Rewrite a double loop in a nicer and maybe shorter way - python

I am wondering if the following code can be written in a somewhat nicer way. Basically, I want to calculate z = f(x, y) for a (x, y) meshgrid.
a = linspace(0, xr, 100)
b = linspace(0, yr, 100)
for i in xrange(100):
for j in xrange(100):
z[i][j] = f(a[i],b[j])

Yeah. Your code as presented in the question is nice.
Do not ever think that few lines is "nice" or "cool". What counts is clarity, readability and maintainability.

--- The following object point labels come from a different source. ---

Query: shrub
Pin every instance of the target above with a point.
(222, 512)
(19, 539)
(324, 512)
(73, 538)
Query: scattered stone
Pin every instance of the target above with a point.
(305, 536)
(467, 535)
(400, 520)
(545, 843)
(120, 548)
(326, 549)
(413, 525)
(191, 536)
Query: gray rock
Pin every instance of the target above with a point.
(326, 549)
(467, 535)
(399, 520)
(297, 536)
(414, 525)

Other people should be able to understand your code (and you should understand it in 12 months, when you need to find a bug).
Many programmers, especially young ones, think that "clever" solutions are desirable. They are not. And that's what is so nice with the python community. We are much less afflicted by that mistake than others.

you could do something like
z = [[f(item_a, item_b) for item_b in b] for item_a in a]

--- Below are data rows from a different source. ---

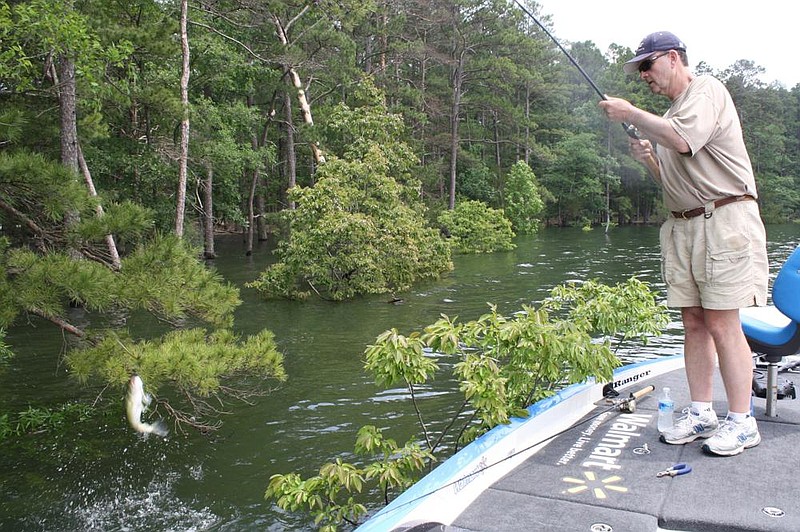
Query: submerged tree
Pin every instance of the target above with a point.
(160, 275)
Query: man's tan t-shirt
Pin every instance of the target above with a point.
(718, 165)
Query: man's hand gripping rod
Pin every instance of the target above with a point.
(628, 404)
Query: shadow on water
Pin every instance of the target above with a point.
(100, 476)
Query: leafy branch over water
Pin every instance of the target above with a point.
(502, 365)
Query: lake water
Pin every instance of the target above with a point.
(99, 475)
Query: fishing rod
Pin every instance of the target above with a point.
(630, 129)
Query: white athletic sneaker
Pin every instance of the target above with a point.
(691, 426)
(733, 438)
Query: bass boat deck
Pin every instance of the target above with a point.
(579, 463)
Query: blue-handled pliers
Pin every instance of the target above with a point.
(674, 471)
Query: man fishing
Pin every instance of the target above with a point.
(713, 245)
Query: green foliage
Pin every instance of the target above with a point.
(474, 227)
(505, 363)
(329, 497)
(523, 202)
(164, 277)
(360, 228)
(195, 362)
(502, 365)
(5, 350)
(37, 420)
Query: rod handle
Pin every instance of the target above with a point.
(641, 393)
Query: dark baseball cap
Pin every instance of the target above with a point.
(660, 41)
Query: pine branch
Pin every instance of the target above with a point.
(27, 222)
(65, 325)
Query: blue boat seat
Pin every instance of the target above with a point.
(773, 332)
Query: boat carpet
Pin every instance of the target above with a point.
(599, 476)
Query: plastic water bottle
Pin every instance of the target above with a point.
(666, 411)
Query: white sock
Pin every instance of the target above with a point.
(738, 417)
(701, 406)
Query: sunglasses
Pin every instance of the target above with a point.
(647, 64)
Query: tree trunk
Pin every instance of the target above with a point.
(208, 214)
(291, 155)
(180, 210)
(294, 78)
(67, 99)
(527, 124)
(113, 253)
(458, 82)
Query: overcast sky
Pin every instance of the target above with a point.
(717, 32)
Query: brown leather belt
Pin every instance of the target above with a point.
(691, 213)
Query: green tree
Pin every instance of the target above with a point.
(361, 228)
(523, 201)
(474, 227)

You could use itertools' product:
[f(i,j) for i,j in product( a, b )]
and if you really want to shrink those 5 lines into 1 then:
[f(i,j) for i,j in product( linspace(0,xr,100), linspace(0,yr,100)]
To take it even further if you want a function of xr and yr where you can also preset the ranges of 0 and 100 to something else:
def ranged_linspace( _start, _end, _function ):
def output_z( xr, yr ):
return [_function( i, j ) for i,j in product( linspace( _start, xr, _end ), linspace( _start, yr, _end ) )]
return output_z

If you set it all at once, you can use a list comprehension;
[[f(a[i], b[j]) for j in range(100)] for i in range(100)]
If you need to use a z that's already there, however, you can't do that and your code is about the neatest you'll get.
Addition: I don't know with what this lingrid does, but if it produces a 100-element list, use aaronasterling's list comprehension; no point in creating an extra iterator if you don't need to.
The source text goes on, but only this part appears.